In 1919, two years after the company began working with Ford, S Jennings Ltd expanded the range vehicles available and became an appointed dealer for Ford tractors which continued for over 70 years.

=== Later Management Changes and Expansion ===

In 1984, Jennings purchases the Yarm Road dealership in Stockton on Teesside, their first premises outside of Morpeth.

In 1995 Alan Bentley takes over as Managing Director following a buyout from the Jennings family and Jennings purchases the dealership in South Shields. The following year it purchased the Gateshead dealership and in 2015 they added a Transit Centre on the site.

The new dealership on Cargo Fleet Lane in Middlesbrough, Teesside opened in 2000. By 2004 it had added SEAT, Subaru and a Ford commercial site to the Middlesbrough it later expands to include Mazda. and in 2013 it added Mitsubishi. Jennings Mazda opened at the Ford site in Washington in 2003, it was the first non-Ford franchise in the history of the Jennings Motor Group. Jennings Motor Group also acquired Arriva Ford's dealership in Sunderland, Tyne and Wear which later moved to the former Ferguson Transport Depot in 2006 before being sold to Sainsbury's in 2010. 2017 saw Jennings return to Sunderland with two new dealerships, one for Mazda and one Kia next to the Stadium of Light.

In 2005 Nas Khan took over as Managing Director after a Management Buyout and the Jennings Motor Group left Morpeth after more than 100 years after Vertu paid £2.6m to Jennings Group for its Ford dealership in Morpeth.
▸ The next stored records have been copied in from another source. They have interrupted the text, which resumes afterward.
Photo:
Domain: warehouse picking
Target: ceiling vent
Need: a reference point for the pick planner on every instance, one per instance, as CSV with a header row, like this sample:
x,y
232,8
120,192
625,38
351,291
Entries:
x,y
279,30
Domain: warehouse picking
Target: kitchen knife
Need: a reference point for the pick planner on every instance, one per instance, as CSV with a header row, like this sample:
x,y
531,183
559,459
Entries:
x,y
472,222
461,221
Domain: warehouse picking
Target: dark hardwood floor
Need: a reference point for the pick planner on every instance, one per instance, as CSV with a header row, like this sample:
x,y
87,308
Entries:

After changing the Washington site to Kia in 2011, the Jennings Motor Group opened a Kia dealership in Teesside in 2013 which is Britain's biggest Kia dealership.
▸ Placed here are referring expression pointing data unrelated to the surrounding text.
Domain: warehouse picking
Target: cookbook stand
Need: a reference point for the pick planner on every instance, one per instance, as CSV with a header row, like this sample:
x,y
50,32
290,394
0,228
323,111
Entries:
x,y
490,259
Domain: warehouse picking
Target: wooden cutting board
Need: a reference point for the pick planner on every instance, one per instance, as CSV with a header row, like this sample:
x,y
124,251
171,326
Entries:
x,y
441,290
Leeds Harley-Davidson opened in 2012 on Wellington Road Industrial Estate in Leeds. The opening of Leeds Harley-Davidson dealership was the result of Leeds-based Shahzad Ahmed, and his business partner Sohail Khan – Nas Khan's son. Jennings Motor Group took over the branch in 2015 after a Management buyout. bringing S Jennings Ltd back to its roots in two-wheeled transport. Jennings Harley-Davidson Gateshead opened in 2016.
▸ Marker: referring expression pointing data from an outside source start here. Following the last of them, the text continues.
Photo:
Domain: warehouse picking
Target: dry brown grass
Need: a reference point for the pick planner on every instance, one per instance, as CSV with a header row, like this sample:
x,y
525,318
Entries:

=== Takeover by Lookers PLC ===
In September 2018 it was announced that S Jennings Ltd in part would be taken over by Lookers PLC. The sites in Sunderland, Middlesbrough, Washington, Gateshead and Stockton moved over to Lookers with the exception of the Leeds Harley-Davidson and Gateshead Harley-Davidson dealerships as well as the Kia dealership in Stockton under the company name SK MotorCycles Ltd.